Millennials : profession slasheurs. Voilà comment on pourrait qualifier cette génération qui a l’art de combiner plusieurs activités rémunérées. Par choix ou par nécessité, cette pratique devient de plus en plus fréquente chez les 25-35 ans.
Le terme slash fait écho au signe typographique servant à séparer plusieurs mots dans une séquence. Si les millennials apprécient la flexibilité d’organisation et l’autonomie, ils peinent toutefois à assumer une forme de travail qui peut parfois s’avérer isolante et instable. Les plus chanceux parviendront à trouver le dénominateur commun à toutes leurs casquettes pour combiner activités professionnelles et aspirations personnelles.
Les exemples de pluriactifs abondent dans le dossier du mois d’avril : musiciens-consultants tels que Fugu Mango, l’artiste-entrepreneuse et architecte d’intérieur Isabelle Derecque, ou encore la comédienne-écrivaine Adeline Dieudonné. Si au départ, on serait tenté de croire que le statut de « slasheur » s’expliquerait plutôt par le besoin de parvenir à un niveau de vie satisfaisant en combinant plusieurs activités et donc plusieurs salaires, on se rend compte que chez les millennials, il s’agit également de joindre l’utile à l’agréable. En faisant le choix de ne pas en faire, la génération Y se crée une vie professionnelle sur mesure : cumuler deux, trois activités lui permettent d’éviter les concessions. À l’inverse des salariés qui tentaient de concilier vie professionnelle et vie privée, ils mélangent tout : leur vie doit être en parfaite adéquation avec leur bien-être personnel.
Joindre l’utile à l’agréable
Cette pratique du slashing n’est pas récente : en 2007 l’auteur Marci Alboher publiait un livre intitulé « One Person/Multiple Careers : A new model for Work. Life Success ». Quelques années plus tard, Seth Godin, le pape américain du webmarketing vulgarisait le concept par une définition inspirée de son propre vécu : « Mon grand-père a fait le même travail toute sa vie, mon père a eu sept emplois différents tout au long de sa carrière et moi j’ai eu sept emplois en même temps ». Cette pratique incarne à la fois un espoir – maximisation du revenu, diversité des activités et baisse du chômage – et une inquiétude – une situation instable et fragile.
Une étude française du salon des microentreprises dénombrait 4,5 millions de travailleurs pluriactifs en 2015. Dans cette même étude, 31 % des slashers sondés (soit environ 1,4 million d’actifs) sont majoritairement freelances (10 %), auto-entrepreneurs (10 %), associés (6 %) ou dirigeants d’une entreprise (5 %). Aussi, 7 % des pluriactifs profitent de ce mode de fonctionnement pour tester une idée avant de créer une entreprise. « Plus aguerris, avec un réseau plus dense et efficace et des premières références, ils augmentent leurs chances de succès », commente Alain Bosetti.
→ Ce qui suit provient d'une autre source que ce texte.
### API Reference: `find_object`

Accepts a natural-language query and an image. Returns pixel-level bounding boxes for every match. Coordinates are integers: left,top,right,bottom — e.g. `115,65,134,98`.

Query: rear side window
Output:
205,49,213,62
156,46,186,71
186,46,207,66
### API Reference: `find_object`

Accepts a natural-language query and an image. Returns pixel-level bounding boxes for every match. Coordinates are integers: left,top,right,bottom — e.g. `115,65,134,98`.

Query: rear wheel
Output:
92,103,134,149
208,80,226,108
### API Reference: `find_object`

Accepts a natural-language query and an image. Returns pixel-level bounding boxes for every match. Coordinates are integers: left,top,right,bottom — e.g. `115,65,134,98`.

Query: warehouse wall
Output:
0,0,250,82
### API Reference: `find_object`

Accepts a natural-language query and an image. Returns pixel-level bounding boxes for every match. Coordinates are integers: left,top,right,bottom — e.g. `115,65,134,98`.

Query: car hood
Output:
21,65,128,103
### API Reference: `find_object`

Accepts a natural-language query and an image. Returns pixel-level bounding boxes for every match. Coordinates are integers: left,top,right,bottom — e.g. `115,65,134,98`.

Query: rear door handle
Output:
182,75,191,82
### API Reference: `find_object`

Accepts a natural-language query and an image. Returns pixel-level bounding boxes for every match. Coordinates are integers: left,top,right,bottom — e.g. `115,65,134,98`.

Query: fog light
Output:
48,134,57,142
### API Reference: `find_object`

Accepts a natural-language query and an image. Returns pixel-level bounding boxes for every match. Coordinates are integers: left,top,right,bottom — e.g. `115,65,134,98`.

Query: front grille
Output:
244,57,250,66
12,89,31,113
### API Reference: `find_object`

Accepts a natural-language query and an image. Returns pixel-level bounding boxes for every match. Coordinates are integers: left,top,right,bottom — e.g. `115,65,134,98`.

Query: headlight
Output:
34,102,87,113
Une chose est sûre : l’entrepreneuriat et le freelancing ont le vent en poupe dans nos sociétés. Mais de nombreuses questions se posent : Que faire des slasheurs ? Sont-ils une opportunité ou une menace ? À l’heure de l’open innovation « externe », les slasheurs représentent une énergie extérieure à exploiter afin de mobiliser de nouvelles compétences. Si le chantier demeure vaste, il encourage incontestablement les entreprises à revoir leurs pratiques managériales.